Venous blood samples were obtained before primary PCI at admission. White blood count (WBC) and differential counts were measured. Total WBC, neutrophils, monocytes and lymphocytes were measured using a Sysmex K-1000 (Block Scientific, Bohemia, New York, USA) autoanalyzer within five minutes of sampling.

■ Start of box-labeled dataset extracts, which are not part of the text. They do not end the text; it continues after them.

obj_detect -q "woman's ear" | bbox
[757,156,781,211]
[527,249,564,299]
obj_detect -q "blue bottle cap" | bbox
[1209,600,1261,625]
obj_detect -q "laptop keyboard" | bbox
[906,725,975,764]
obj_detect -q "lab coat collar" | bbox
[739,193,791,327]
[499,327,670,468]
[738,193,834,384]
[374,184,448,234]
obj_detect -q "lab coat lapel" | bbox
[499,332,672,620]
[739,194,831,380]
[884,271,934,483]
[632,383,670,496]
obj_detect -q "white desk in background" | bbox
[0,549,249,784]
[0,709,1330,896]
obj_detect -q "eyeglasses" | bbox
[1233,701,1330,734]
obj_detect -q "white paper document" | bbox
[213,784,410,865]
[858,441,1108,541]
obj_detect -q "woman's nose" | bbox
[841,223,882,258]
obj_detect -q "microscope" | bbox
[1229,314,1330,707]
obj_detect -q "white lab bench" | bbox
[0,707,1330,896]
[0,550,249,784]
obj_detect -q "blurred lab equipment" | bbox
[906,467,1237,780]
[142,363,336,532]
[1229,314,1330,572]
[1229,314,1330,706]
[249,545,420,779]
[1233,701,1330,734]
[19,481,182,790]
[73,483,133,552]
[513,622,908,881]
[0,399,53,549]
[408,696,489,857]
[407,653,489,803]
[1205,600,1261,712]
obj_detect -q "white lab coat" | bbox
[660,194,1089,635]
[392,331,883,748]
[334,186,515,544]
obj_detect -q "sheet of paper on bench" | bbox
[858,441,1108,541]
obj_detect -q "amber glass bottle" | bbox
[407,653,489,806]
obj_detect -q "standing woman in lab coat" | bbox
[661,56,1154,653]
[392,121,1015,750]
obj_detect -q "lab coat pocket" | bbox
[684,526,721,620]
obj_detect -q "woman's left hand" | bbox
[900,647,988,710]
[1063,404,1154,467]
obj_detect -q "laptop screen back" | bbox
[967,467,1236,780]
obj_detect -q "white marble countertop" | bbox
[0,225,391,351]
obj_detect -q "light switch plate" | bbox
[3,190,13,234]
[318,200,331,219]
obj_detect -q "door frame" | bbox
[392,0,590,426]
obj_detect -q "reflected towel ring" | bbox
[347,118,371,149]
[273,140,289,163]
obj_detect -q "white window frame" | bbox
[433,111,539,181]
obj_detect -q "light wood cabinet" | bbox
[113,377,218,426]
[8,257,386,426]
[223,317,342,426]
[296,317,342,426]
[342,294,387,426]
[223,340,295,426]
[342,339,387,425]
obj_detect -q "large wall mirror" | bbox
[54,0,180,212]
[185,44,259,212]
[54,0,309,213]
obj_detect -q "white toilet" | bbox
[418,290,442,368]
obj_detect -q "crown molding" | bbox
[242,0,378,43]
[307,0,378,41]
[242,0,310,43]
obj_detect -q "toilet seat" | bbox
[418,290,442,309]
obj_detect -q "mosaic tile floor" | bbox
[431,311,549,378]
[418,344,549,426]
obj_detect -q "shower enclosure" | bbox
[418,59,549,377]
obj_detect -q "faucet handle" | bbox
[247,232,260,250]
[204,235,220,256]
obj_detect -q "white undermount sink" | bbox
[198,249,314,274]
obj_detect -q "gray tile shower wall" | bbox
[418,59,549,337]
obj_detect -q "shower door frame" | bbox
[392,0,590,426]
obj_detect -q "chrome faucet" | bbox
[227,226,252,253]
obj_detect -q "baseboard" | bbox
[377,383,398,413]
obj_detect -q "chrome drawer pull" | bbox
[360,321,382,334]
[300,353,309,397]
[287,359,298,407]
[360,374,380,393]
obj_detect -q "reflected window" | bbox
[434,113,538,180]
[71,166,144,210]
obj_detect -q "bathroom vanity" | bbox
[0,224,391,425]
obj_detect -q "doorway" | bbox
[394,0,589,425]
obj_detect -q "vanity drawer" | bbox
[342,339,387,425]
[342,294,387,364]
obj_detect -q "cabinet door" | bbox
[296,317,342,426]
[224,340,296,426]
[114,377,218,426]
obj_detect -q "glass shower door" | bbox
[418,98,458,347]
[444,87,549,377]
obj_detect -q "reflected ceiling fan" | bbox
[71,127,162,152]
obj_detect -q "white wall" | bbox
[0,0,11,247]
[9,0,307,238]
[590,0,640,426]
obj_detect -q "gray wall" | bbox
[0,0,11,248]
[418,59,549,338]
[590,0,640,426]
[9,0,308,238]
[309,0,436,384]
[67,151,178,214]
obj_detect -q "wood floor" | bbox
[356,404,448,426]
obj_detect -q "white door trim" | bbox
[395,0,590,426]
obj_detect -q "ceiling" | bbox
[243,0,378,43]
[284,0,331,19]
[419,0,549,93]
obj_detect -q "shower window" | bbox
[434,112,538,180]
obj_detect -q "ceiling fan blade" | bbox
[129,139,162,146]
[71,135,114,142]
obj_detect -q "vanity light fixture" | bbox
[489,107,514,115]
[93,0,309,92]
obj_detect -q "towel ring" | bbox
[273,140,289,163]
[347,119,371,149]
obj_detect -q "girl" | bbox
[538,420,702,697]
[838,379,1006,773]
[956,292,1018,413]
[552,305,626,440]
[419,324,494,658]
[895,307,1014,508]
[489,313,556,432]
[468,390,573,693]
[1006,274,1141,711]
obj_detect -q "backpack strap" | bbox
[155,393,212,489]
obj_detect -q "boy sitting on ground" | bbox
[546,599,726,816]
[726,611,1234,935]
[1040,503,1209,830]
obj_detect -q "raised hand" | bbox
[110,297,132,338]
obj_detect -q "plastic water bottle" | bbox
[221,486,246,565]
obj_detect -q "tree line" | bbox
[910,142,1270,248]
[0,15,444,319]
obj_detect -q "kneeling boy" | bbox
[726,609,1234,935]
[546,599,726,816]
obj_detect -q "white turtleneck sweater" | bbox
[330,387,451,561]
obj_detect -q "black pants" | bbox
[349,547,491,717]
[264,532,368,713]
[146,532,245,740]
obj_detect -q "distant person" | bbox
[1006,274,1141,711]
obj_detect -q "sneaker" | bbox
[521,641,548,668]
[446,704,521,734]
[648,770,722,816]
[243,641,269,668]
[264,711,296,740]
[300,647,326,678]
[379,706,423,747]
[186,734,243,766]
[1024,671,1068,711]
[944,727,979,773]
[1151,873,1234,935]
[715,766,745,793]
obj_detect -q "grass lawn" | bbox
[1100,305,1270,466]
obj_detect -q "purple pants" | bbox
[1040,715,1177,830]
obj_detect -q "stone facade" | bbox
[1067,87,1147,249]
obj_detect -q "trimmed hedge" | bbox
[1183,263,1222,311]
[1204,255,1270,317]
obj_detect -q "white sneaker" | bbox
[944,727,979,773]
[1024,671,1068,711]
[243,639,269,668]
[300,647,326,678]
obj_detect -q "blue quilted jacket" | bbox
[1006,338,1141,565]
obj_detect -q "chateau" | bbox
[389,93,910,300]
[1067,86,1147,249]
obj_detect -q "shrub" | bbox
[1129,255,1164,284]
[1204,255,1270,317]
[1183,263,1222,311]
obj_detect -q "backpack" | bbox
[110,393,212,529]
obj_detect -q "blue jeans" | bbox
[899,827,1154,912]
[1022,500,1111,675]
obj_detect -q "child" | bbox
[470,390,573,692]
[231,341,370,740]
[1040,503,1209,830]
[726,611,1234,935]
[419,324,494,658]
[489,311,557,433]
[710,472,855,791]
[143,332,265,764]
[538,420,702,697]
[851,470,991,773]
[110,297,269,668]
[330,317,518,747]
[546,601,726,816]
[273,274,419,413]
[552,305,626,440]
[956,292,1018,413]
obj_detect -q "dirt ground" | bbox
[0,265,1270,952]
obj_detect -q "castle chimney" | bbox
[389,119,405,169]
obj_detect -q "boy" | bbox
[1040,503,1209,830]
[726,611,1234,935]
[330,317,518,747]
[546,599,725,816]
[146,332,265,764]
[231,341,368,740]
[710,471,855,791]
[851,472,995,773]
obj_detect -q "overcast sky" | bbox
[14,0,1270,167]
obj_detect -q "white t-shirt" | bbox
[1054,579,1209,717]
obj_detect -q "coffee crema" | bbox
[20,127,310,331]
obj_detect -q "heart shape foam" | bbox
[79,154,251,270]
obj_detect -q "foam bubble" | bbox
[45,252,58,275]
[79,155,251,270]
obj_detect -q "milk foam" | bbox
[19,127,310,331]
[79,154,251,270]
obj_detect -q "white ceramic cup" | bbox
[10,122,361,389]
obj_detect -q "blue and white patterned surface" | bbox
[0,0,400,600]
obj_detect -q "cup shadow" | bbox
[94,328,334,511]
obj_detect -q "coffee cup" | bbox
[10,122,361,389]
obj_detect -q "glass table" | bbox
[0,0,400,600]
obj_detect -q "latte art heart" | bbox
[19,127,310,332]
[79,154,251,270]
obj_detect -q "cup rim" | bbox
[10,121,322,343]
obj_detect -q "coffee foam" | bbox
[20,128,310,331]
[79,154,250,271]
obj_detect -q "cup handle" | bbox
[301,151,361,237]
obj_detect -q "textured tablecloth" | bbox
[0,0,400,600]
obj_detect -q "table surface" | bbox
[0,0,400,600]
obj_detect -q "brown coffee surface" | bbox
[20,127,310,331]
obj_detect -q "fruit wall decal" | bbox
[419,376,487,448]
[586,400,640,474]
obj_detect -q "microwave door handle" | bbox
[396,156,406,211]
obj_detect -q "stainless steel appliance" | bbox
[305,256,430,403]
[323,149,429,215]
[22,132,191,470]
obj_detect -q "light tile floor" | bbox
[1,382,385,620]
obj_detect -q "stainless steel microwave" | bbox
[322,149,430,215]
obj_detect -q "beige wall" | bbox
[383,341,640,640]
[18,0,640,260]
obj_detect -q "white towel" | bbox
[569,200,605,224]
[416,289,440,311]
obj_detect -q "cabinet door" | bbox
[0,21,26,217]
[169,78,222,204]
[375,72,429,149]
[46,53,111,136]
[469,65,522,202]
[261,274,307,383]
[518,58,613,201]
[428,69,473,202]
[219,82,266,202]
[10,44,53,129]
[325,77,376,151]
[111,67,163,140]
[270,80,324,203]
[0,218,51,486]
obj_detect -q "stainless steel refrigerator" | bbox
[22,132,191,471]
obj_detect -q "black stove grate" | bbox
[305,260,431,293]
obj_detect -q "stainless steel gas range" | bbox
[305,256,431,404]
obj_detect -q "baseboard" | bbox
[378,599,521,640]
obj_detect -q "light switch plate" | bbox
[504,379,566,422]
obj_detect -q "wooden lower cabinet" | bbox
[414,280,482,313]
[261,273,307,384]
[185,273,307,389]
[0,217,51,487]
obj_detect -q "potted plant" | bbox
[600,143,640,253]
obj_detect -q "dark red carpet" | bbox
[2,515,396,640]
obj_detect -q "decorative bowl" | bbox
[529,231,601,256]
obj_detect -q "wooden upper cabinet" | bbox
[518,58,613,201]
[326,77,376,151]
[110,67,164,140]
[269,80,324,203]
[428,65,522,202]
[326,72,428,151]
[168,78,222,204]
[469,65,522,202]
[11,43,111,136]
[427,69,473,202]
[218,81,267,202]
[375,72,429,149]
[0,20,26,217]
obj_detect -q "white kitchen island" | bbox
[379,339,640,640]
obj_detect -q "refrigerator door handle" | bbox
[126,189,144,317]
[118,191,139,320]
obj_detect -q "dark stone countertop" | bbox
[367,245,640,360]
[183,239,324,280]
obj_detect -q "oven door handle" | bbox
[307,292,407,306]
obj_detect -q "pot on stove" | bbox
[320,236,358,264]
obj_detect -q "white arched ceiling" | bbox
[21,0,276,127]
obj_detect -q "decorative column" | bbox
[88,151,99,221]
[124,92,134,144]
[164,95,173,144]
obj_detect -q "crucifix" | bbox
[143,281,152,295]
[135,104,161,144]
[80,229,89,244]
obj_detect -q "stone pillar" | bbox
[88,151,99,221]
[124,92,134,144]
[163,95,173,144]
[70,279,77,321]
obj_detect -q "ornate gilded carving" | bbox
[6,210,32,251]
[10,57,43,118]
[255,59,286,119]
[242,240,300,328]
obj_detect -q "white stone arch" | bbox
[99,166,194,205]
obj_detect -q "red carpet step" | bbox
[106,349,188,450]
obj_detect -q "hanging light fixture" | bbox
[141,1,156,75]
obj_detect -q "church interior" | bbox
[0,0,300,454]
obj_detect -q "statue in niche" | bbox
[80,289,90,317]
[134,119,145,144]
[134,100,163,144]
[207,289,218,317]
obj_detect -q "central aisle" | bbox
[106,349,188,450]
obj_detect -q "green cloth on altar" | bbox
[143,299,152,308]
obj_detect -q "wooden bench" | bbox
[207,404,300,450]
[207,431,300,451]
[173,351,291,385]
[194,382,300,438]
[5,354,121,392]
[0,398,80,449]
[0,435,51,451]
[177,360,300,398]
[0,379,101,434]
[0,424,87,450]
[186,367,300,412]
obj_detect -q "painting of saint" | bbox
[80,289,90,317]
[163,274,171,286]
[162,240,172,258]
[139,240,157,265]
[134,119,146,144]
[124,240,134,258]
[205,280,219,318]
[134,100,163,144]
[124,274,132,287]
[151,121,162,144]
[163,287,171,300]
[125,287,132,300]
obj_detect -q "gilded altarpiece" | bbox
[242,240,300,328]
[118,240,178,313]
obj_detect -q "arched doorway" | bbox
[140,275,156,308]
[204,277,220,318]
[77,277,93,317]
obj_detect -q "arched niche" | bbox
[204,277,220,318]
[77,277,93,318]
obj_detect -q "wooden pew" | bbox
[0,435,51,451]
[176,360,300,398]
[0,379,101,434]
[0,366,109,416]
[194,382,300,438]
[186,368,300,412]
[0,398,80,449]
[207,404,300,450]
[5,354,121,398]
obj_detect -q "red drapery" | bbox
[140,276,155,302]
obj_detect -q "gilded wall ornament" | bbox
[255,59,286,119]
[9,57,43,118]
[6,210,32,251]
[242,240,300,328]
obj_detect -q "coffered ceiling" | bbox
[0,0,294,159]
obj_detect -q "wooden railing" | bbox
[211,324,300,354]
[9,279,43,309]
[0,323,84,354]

Plasma triglyceride, low-density lipoprotein, high-density lipoprotein, glucose, uric acid, and creatinine concentrations were measured with an automated chemistry analyzer (Abbott Aeroset, Minnesota, USA) using commercial kits (Abbott). Creatine kinase MB (CK-MB) activity was measured with an assay that used two monoclonal antibodies (CK-MB STAT) on an Elecsys 2010 analyzer (Roche Diagnostics, Basel, Switzerland) by electrochemiluminescence immunoassay. The glomerular filtration rate (GFR) was estimated using the Cockroft-Gault formula. Blood samples for D-dimer analysis were obtained during the initial assessment of patients in the emergency department. The D-dimer test is a particle enhanced immuno-turbidimetric test. The test is based on fixed time determination of the D-dimer concentration using photometric measurement of the antigen-antibody-reaction between antibodies against D-dimer bound to particles and D-dimer present in the sample. During plasma coagulation soluble fibrin is generated by the influence of thrombin on fibrinogen. Soluble fibrin is cross-linked to vessel walls by factor XIIIa. When splitting this cross-linked fibrin characteristic products called D-dimers are released.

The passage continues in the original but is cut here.